Algunos mejores, otros peores, el horizonte no parece levantarse hasta el 2002 con la
llegada del Museo de Arte Latinoamericano de Buenos Aires Malba/Colección Costantini y
su catálogo Artistas Rioplatenses en Europa con su tapa marrón habano y la sigla RPLA,
que mostró con toda claridad la búsqueda de una imagen visual distintiva con la
incorporación de un área de diseño gráfico en la estructura operativa del museo por
decisión de su director, Eduardo Costantini (h).

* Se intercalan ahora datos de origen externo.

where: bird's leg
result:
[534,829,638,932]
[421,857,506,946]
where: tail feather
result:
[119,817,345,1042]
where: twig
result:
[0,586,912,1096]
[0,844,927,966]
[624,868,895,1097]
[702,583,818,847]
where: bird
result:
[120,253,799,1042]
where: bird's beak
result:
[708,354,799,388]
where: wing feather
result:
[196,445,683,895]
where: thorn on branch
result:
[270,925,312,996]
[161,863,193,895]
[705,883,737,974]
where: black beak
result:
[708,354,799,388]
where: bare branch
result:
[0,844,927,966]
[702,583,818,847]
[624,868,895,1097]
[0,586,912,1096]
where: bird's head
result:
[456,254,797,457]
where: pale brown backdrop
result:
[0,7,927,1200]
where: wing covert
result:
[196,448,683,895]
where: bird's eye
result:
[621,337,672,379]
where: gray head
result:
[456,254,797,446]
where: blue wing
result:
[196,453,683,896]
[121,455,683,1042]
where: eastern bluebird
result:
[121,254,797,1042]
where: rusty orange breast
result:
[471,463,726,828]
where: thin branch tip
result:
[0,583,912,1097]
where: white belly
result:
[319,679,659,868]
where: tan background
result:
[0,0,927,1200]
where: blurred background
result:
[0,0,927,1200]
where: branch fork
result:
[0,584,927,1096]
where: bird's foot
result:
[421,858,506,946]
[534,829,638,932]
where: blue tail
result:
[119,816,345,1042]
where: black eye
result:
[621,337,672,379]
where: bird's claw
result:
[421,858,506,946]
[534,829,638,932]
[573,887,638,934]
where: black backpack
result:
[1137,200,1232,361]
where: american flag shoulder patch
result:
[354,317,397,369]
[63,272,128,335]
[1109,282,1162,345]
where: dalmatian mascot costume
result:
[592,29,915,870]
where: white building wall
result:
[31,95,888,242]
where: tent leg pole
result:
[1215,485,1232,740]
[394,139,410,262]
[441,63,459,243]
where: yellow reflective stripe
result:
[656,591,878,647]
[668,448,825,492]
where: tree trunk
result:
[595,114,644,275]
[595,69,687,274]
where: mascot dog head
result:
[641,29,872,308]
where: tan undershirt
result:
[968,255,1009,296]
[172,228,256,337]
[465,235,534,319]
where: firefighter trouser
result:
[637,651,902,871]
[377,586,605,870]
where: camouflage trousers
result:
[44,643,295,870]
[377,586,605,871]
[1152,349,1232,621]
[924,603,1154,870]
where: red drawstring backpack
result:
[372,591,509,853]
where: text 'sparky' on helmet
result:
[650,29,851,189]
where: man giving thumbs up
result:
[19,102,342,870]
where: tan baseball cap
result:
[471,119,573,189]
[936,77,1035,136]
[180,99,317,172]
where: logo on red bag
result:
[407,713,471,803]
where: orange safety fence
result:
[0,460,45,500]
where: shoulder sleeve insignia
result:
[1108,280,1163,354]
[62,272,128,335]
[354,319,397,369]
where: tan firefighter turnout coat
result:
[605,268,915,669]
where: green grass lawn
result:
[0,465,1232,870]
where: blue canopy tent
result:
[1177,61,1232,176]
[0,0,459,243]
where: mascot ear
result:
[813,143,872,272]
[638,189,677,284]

Las principales muestras renovadoras porteñas en los 80 fueron, entre otras, las
monográficas Pettoruti, Antonio Berni y Alfredo Hlito de Martha Nanni, junto a parte de su
replanteo de la colección permanente de la institución; Desnudos y Vestidos. Una historia
del gusto y la retrospectiva de Fernando Fader de Ana María Telesca y éste autor;
Después de Goya… antes de Picasso, el replanteo de las salas permanentes de arte
europeo de los siglos XVIII al XX y la colección permanente de Arte Argentino entre 1820
y 1990, la co-curaduría de Vincent van Gogh y su mundo, Antonio Berni-Jorge de la Vega,
planteadas por éste autor, todos ejemplos en un rango que abarca diez años, entre 1982
y 1993. Sin olvidar las novedades que en la etapa final de su trabajo, presentó Samy
Oliver al hacerse cargo de las museografías de Fader y de la muestra Seis maestros de la
pintura uruguaya. Para 1990, los modelos de diseños expositivos trabajados por Gustavo
Vásquez Ocampo en múltiples muestras marcaron el punto de inflexión de ingreso a una
museografía contemporánea.

Con los cambios ocurridos, como puede verse no en un proceso lineal sino en
movimientos ondulantes, que se rastrean desde los 60 para estabilizarse en los 80, la
escena artística porteña fue incorporando en el campo de las artes visuales los trabajos de
la práctica curatorial y el uso de un modelo renovado de la forma exposición.
Dentro del panorama, décadas después, cuando ya había pasado mucha agua bajo el
puente y con ella muchas exposiciones, ensayos curatoriales y catálogos, se multiplicaron
investigaciones que se transformaron por suertes singulares en exposiciones e
investigadores que renacieron curadores. Ya se plantearon las distinciones entre colgar
cuadros y la práctica curatorial y entre muestras y exposiciones, pero en un medio poroso
y permisivo como el porteño los híbridos y el asumir roles diversos sin previo aviso son
habituales, y el debate no es un posibilidad que la escena artística considere válida. Las
batallas locales no incluyen el debate, se alimentan de la mayor cantidad de tachaduras e
invenciones que puede realizar y exhibir el bando más ruidoso y rizomático, las evidencias
documentales se seleccionan y las narraciones históricas recurren a la ficción de
evidencias conceptuales vacías. Así, se puede afirmar que las curadurías y exposiciones
constructoras de narraciones, los montajes integrales y con sintaxis de relatos para las
colecciones permanentes, comenzaron a principios del siglo XXI.